Lorsque l’orage menace, à la tombée du soir, et qu’au loin, sur la mer, les nuages d’un gris sombre s’accumulent, les derniers rayons du soleil se font plus brûlants, et agressifs, ils nous infligent une morsure dont il faut se méfier.
Sur la plage, les baigneurs attardés s’ébrouent, entre deux baignades, puis retournent s’allonger sur le sable encore chaud. Il y a ceux qui ne songent qu’à se sécher avant de retourner à l’eau.
Mais il y a ceux qui doivent absolument repartir « bronzés »: on les reconnaît à leur couleur « pain d’épices ». Il s’exposent, consciencieusement, car ils sont venus ici avec un but : repartir avec cette couleur brune qui fait que, curieusement, lorsqu’ils reviendront à Paris, leurs amis, avec une pointe d’envie, leur infligeront ce compliment qui les dédommage de tout ce mal qu’ils se sont donné pendant leur vacances: « quelle belle mine !!! où as-tu passé tes vacances ??? »….
Soudain, alors que les nuages noirs se sont rapprochés, un éclair déchire le ciel, suivi en quelques secondes, d’un grondement menaçant.
Soudain, la mer a changé de couleur. Car il y a toujours eu, entre le ciel et la mer, une complicité qui confine au mimétisme. D’un bleu profond, aux accents d’indigo, la mer a viré au vert de gris, pendant que le souffle du vent qui pousse les nuages vers la terre, soulève les premières vagues qui déferlent vers la plage désertée…

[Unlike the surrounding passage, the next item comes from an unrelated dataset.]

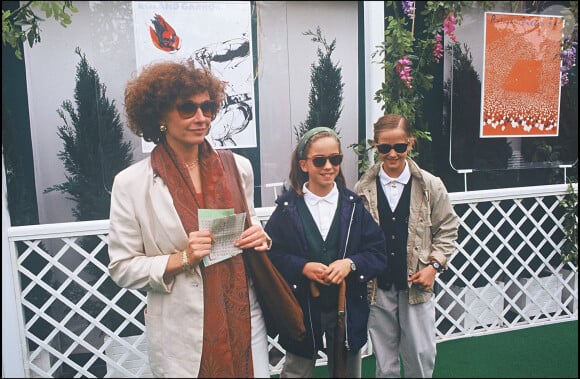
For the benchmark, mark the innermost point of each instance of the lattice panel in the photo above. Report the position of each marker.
(506, 273)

Une lumière crépusculaire s’est abattue sur la côte. Le ciel s’est brusquement assombri, alors qu’un quart d’heure plus tôt le soleil parvenait encore à percer les nuages de ses rayons.
Nous n’aurons pas le temps de contempler les « moutons » qui se multiplient sur la crête des vagues que fouette furieusement le vent violent qui s’est levé et qui pousse l’orage vers nous.

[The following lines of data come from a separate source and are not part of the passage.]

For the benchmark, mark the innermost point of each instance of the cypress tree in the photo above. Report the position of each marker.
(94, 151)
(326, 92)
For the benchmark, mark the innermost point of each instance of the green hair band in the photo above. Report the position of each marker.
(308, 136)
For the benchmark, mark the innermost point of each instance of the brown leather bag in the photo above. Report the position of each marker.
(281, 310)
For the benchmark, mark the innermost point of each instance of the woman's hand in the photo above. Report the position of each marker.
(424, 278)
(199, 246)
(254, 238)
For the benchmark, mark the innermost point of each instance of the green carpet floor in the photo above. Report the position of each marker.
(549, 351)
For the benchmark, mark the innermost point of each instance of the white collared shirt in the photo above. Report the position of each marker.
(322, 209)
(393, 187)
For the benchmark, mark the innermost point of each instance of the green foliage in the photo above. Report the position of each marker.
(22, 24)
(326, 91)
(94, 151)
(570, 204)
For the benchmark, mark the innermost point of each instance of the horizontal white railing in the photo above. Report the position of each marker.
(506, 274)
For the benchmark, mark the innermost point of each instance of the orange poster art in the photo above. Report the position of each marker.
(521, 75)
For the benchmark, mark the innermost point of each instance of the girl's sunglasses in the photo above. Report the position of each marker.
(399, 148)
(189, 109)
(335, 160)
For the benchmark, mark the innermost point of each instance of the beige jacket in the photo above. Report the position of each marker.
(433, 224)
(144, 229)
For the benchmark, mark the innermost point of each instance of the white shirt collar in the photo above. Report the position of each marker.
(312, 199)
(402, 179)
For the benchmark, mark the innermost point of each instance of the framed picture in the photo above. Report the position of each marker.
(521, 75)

La pluie s’abat bruyamment sur la côte, en grosses gouttes, qui en peu de temps, vont réveiller les parfums endormis par la chaleur: un cocktail d’odeurs bienfaisantes envahit l’atmosphère et remplis nos poumons d’aise. Les romarins, les jasmins, les ibiscus, les lauriers, les roses et toutes ces plantes, aux arômes puissants et singuliers qui font que l’on sait qu’ici, on est au bord de la Méditerranée, toutes ces plantes s’en donnent à coeur joie. Elles embaument l’air et leurs parfums se mélangent à l’odeur de terre mouillée qui accompagne la pluie dans une symphonie qui s’empare de nos narines et qui semble obéir à la baguette d’un génial parfumeur….

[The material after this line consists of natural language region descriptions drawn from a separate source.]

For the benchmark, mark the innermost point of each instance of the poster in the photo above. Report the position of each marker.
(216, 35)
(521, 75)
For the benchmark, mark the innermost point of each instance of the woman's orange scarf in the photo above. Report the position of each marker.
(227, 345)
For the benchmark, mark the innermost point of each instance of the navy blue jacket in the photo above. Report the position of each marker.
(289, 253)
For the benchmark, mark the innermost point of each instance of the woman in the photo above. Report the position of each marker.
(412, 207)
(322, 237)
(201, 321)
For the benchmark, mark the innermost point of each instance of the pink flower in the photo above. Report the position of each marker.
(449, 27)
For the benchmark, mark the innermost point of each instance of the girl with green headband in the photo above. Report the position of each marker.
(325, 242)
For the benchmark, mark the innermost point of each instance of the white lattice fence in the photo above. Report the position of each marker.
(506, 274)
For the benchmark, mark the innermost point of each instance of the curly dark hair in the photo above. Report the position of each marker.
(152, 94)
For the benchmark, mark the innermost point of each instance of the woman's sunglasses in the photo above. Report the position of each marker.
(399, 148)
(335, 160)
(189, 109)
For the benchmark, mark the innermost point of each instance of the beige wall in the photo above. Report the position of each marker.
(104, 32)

Un baigneur, courageux s’est mis à courir sur le sable déjà mouillé et s’est jeté à l’eau, dans un plongeon spectaculaire, en poussant un cri jubilatoire: la mer, malgré l’orage, est encore chaude en cette fin de Septembre. Irrésistiblement je pense au « Gribouille » de nos livres de lectures enfantines, qui se jetait à l’eau pour échapper à la pluie…
Mais cela devient sérieux . Il faut battre en retraite et s’abriter. Une table de bistrot nous tend les bras, sous un toit rassurant : de là, en savourant une bière bien fraîche, nous allons pouvoir contempler le spectacle de cette nature qui, ce soir, a choisi ce bord de mer pour « faire son numéro ». Le tonnerre, les éclairs, la pluie qui tombe à verse, tout cela n’est pas si fréquent ici.
Cela mérite un moment de contemplation, face à cette nature menaçante.
Une nature qui, après tant de mois de calme ensoleillé, se déchaîne ce soir, et se défoule, dans une grisaille qui ne durera pas…..
Car ici, « le maître du Temps qu’il fera », c’est « le Vent ».
Dans un instant, il se lèvera et remettra les choses en bon ordre. Les gros nuages noirs l’ont compris, qui s’enfuient déjà, abandonnant derrière eux des traînées de gouttes de plus en plus éparses.
Sur la plage déserte, les mouettes et les goélands ont reconquis leur territoire sur les baigneurs. Leurs cris couvriraient presque le bruit des vagues. Ce bruit familier qui donne envie de fermer les yeux et de se laisser bercer…
Au loin, le tonnerre gronde. Mais l’orage est passé…. C’est un nouvel Automne qui s’annonce.